Chambre 4-5, 15 février 2024 — 21/10416

other Cour de cassation — Chambre 4-5

Texte intégral

COUR D'APPEL D'AIX-EN-PROVENCE

Chambre 4-5

ARRÊT AU FOND

DU 15 FEVRIER 2024

N° 2024/

MAB/KV

Rôle N° RG 21/10416 - N° Portalis DBVB-V-B7F-BHY7L

[D] [L]

C/

S.A.S. TRANSPORTS BLANCHI

Copie exécutoire délivrée

le : 15/02/24

à :

- Me Johanna CANO, avocat au barreau d'AIX-EN-PROVENCE

- Me Delphine FRAHI-MEGYERI, avocat au barreau de NICE

Décision déférée à la Cour :

Jugement du Conseil de Prud'hommes - Formation paritaire de NICE en date du 11 Décembre 2020 enregistré(e) au répertoire général sous le n° 19/00560.

APPELANT

Monsieur [D] [L] (bénéficie d'une aide juridictionnelle Totale numéro 21/001085 du 18/06/2021 accordée par le bureau d'aide juridictionnelle de AIX-EN-PROVENCE), demeurant [Adresse 3]

représenté par Me Johanna CANO, avocat au barreau d'AIX-EN-PROVENCE

INTIMEE

S.A.S. TRANSPORTS BLANCHI, demeurant [Adresse 4]

représentée par Me Delphine FRAHI-MEGYERI, avocat au barreau de NICE substitué par Me Ludiwine AUBERT-PERIGNON de la SELARL FRAHI-MEGYERI, avocat au barreau de PARIS

*-*-*-*-*

COMPOSITION DE LA COUR

En application des dispositions des articles 804 et 805 du code de procédure civile, l'affaire a été débattue le 07 Décembre 2023, en audience publique, les avocats ne s'y étant pas opposés, devant Madame Marie-Anne BLOCH, Conseiller, chargé du rapport, qui a fait un rapport oral à l'audience, avant les plaidoiries.
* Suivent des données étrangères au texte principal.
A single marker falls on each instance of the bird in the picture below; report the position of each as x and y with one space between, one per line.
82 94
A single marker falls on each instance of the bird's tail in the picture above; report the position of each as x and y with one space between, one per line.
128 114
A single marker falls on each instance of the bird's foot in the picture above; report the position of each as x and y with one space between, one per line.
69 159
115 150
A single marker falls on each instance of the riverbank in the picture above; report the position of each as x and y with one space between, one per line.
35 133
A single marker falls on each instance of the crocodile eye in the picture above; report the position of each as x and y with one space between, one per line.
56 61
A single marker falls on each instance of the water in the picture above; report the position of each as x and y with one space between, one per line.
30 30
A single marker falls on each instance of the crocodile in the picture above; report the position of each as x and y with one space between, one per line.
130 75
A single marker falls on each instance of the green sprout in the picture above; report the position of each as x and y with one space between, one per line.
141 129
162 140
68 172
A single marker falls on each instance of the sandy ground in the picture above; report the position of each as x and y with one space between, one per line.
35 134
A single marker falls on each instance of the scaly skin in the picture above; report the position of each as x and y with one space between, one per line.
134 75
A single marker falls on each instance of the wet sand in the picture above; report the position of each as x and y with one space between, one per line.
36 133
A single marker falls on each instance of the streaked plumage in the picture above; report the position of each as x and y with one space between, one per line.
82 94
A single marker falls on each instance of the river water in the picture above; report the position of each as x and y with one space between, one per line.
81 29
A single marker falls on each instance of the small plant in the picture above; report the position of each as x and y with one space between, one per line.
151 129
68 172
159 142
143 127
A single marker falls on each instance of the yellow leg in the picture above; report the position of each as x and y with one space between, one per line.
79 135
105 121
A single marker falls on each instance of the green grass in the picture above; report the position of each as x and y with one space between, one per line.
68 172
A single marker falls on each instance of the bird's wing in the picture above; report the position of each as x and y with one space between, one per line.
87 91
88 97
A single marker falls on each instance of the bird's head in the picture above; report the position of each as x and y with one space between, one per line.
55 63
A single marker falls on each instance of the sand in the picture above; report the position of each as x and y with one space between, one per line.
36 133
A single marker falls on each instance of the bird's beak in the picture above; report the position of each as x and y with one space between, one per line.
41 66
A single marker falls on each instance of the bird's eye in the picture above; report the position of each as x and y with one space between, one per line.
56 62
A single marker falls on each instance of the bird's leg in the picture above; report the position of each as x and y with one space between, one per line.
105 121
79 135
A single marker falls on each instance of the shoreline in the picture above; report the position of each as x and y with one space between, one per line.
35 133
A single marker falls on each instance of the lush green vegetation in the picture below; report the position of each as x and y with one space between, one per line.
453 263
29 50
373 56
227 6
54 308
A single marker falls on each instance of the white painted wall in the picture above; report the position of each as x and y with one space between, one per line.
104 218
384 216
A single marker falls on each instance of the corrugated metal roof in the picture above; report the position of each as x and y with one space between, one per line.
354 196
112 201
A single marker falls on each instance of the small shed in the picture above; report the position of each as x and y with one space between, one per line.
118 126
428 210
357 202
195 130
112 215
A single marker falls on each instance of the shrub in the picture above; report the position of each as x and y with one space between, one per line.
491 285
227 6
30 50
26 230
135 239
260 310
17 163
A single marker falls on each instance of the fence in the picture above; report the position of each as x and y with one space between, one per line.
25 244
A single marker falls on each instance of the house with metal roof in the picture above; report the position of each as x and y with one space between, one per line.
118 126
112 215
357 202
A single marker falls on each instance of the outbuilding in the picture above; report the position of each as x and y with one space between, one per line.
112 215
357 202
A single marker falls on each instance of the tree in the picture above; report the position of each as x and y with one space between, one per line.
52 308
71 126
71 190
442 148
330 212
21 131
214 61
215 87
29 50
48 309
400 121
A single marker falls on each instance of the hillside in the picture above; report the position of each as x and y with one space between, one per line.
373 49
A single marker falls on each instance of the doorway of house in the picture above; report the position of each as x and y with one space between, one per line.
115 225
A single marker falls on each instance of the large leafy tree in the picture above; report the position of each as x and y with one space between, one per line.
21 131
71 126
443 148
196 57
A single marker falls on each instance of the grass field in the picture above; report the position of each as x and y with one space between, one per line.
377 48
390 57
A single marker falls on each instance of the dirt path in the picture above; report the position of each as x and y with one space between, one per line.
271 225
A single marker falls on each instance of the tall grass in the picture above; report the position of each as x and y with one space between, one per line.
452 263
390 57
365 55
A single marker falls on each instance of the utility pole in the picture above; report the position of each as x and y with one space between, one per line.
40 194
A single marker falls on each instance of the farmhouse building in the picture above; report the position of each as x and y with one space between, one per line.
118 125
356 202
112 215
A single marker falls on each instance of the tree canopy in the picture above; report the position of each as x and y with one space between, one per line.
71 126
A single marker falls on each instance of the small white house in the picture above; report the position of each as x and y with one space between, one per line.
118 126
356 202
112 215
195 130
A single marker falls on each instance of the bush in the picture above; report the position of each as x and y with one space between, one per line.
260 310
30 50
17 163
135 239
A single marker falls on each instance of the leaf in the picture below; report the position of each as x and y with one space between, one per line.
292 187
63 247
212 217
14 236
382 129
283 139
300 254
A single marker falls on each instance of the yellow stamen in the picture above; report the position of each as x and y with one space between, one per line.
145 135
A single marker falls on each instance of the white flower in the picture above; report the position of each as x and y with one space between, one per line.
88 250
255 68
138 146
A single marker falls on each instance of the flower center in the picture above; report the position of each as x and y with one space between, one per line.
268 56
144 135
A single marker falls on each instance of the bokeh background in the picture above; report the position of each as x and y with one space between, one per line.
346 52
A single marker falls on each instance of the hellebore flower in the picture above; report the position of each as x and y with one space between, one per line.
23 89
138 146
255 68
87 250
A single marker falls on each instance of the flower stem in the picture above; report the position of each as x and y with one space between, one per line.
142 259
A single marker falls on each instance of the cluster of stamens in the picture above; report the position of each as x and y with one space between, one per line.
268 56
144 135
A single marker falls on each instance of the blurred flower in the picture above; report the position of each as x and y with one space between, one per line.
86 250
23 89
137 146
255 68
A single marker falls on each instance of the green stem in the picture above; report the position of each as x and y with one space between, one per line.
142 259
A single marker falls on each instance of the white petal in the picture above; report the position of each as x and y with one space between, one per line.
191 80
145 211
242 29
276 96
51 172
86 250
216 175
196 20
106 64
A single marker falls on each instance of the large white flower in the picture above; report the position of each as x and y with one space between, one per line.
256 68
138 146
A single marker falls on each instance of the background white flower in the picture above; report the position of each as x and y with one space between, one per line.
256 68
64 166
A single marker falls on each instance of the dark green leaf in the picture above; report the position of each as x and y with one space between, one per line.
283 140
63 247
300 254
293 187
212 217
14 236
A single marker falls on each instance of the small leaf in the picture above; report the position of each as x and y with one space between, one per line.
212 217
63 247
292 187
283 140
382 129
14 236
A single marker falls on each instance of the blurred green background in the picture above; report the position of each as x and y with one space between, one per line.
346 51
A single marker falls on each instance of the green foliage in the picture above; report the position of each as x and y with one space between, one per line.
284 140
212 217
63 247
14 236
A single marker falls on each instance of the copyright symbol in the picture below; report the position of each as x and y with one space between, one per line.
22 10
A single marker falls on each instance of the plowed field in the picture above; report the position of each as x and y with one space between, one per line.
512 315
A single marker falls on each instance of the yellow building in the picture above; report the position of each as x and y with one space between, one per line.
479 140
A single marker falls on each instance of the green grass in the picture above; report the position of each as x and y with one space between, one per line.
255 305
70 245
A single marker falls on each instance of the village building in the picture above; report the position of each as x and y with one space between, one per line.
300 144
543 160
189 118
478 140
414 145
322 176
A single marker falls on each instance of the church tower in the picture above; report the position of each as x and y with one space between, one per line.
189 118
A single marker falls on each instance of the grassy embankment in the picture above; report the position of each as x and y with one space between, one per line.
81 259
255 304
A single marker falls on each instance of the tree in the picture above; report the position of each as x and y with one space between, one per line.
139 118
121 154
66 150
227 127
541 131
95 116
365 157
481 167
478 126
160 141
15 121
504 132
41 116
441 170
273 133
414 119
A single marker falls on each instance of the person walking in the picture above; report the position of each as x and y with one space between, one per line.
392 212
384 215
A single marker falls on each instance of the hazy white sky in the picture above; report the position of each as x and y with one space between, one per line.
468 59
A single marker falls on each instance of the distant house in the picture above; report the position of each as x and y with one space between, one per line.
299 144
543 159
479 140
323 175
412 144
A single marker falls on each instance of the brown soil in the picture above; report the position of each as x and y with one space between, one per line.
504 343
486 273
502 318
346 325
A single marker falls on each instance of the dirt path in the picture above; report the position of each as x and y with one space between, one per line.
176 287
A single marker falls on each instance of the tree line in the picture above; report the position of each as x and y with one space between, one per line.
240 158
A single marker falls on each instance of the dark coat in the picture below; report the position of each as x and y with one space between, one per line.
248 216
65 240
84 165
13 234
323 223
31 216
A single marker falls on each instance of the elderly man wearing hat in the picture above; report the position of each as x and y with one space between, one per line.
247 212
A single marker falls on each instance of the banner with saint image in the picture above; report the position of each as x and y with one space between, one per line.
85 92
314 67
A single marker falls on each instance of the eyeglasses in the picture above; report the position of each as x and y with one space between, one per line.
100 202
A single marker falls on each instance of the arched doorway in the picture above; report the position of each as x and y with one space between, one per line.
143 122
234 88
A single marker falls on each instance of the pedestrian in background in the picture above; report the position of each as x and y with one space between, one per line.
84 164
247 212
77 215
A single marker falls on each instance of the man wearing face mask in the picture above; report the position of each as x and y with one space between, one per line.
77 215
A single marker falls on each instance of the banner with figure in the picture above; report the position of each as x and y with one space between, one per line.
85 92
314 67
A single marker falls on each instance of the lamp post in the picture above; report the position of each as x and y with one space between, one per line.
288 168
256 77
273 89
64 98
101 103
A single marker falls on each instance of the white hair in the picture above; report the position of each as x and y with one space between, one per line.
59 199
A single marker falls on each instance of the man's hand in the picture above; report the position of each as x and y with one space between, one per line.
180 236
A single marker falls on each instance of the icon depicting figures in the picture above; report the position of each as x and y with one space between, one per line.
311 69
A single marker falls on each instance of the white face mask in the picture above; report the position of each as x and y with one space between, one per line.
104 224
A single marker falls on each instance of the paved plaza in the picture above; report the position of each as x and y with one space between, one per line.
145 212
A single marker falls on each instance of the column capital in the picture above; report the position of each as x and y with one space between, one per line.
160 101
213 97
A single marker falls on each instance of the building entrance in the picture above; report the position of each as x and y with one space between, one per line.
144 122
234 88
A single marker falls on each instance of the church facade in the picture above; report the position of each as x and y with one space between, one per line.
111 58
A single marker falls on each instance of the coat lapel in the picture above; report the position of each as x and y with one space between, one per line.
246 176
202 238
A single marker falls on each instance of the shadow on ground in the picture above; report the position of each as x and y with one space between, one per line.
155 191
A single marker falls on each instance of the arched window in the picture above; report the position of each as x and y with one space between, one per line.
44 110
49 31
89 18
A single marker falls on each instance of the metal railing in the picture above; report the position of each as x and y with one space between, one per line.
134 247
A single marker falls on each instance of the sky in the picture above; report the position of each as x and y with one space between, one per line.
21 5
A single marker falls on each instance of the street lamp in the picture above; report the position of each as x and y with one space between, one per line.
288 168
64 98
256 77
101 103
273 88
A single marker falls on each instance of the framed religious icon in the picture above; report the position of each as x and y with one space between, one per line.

Ce magistrat a rendu compte des plaidoiries dans le délibéré de la cour, composée de :

Madame Michelle SALVAN, Président de Chambre

Mme Stéphanie BOUZIGE, Conseiller

Madame Marie-Anne BLOCH, Conseiller

Greffier lors des débats : Mme Karen VANNUCCI.

Les parties ont été avisées que le prononcé de la décision aurait lieu par mise à disposition au greffe le 15 Février 2024.

ARRÊT

contradictoire,

Prononcé par mise à disposition au greffe le 15 Février 2024.

Signé par Madame Michelle SALVAN, Président de Chambre et Mme Karen VANNUCCI, auquel la minute de la décision a été remise par le magistrat signataire.

***

FAITS ET PROCÉDURE

M. [D] [L] a été engagé par la société Transports Blanchi en qualité de conducteur routier groupe 6 - coefficient 138 M, par contrat à durée déterminée du 4 mars 2014 au 4 septembre 2014, puis par contrat à durée indéterminée à compter du 5 septembre 2014, moyennant un salaire brut moyen mensuel de 1 551,92 euros.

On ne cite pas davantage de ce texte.